Los Angeles is the city with the distinction of having the highest homeless population in the nation.
Recently there was a story in the Los Angeles Times. I first heard about the story last week as a group of us were driving to a birthday dinner party. I did not know the details of the story but I went off on a bit of a rant as soon as I heard the title and the basics of the story from a passenger in the car.
Housing project for hard-core homeless pays off
A study of homeless adults housed by L.A. County's Project 50 suggests providing permanent housing to vulnerable populations saves local governments money.
There is more to this story. Click on "read more" below for the more complete picture.
If the point of the story is that our city government and an organization was able to skirt the issue of the homeless, hide the issue with smoke and mirrors and divert attention from the issue then perhaps I missed the point of the story.
I am in my fifth year of walking the streets of skid row in Los Angeles. I don't believe much of what I read in the official publications or reports. I trust my eyes and the people I talk to on the streets of skid row.
One does not need 20/20 vision to see that the number of people living on the streets of Los Angeles has increased since 2009 when I started to count people.
At this point I will read the story more closely. I will embed within the story some thoughts that cross my mind. My thoughts will be in color font.
The story in the Los Angeles Times:
An ambitious program to provide permanent housing to some of Los Angeles County's most hard-core homeless more than paid for itself, yielding a net savings of $238,700 over two years, officials said Thursday.
Maybe I am wrong but I think this is a fraction of what Union Rescue Mission spends in a month.
Maybe I am wrong but I think this is a fraction of what Union Rescue Mission spends in a month.

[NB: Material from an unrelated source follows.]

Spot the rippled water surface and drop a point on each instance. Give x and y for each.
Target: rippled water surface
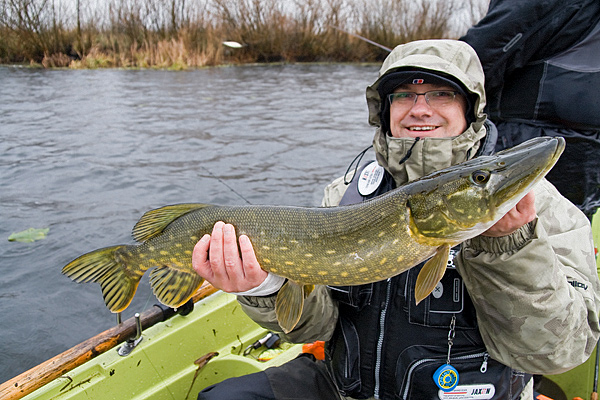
(86, 153)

The long-awaited findings, presented to a countywide panel on homelessness, support a growing consensus across the country that getting the most entrenched street dwellers into permanent homes and providing them the services they need to stay off the streets can save municipalities money. I ask myself why the people with the least chance to change their lives were chosen. Who was on this panel? Did any of these folks walk the streets of skid row at night? Did any of the folks on this panel talk to the people living on the street?
More than 51,000 people are homeless on any given night in the county, according to the Los Angeles Homeless Services Authority. About a quarter of them are considered chronically homeless, meaning they have been homeless for at least a year and suffer from a serious physical, mental or substance abuse problem. LAHSA. Where they come up with these numbers is a mystery to me. I have seen their reports, facts and figures in the past. They must have use some sort of random number generator with a ceiling on a maximum number that generates the count.
How about a suggestion for you LAHSA folks? Spend 30 days living on the street. You too will have series physical, mental and perhaps substance abuse problems. It does not take a year.
Think about the mental state of a family who has lost their home due to the economy who are still fortunate enough to live in their car. Not quite on the street yet but when the car is sold they will be. You don't think a parent or parents who provided for their family for years has mental issues now?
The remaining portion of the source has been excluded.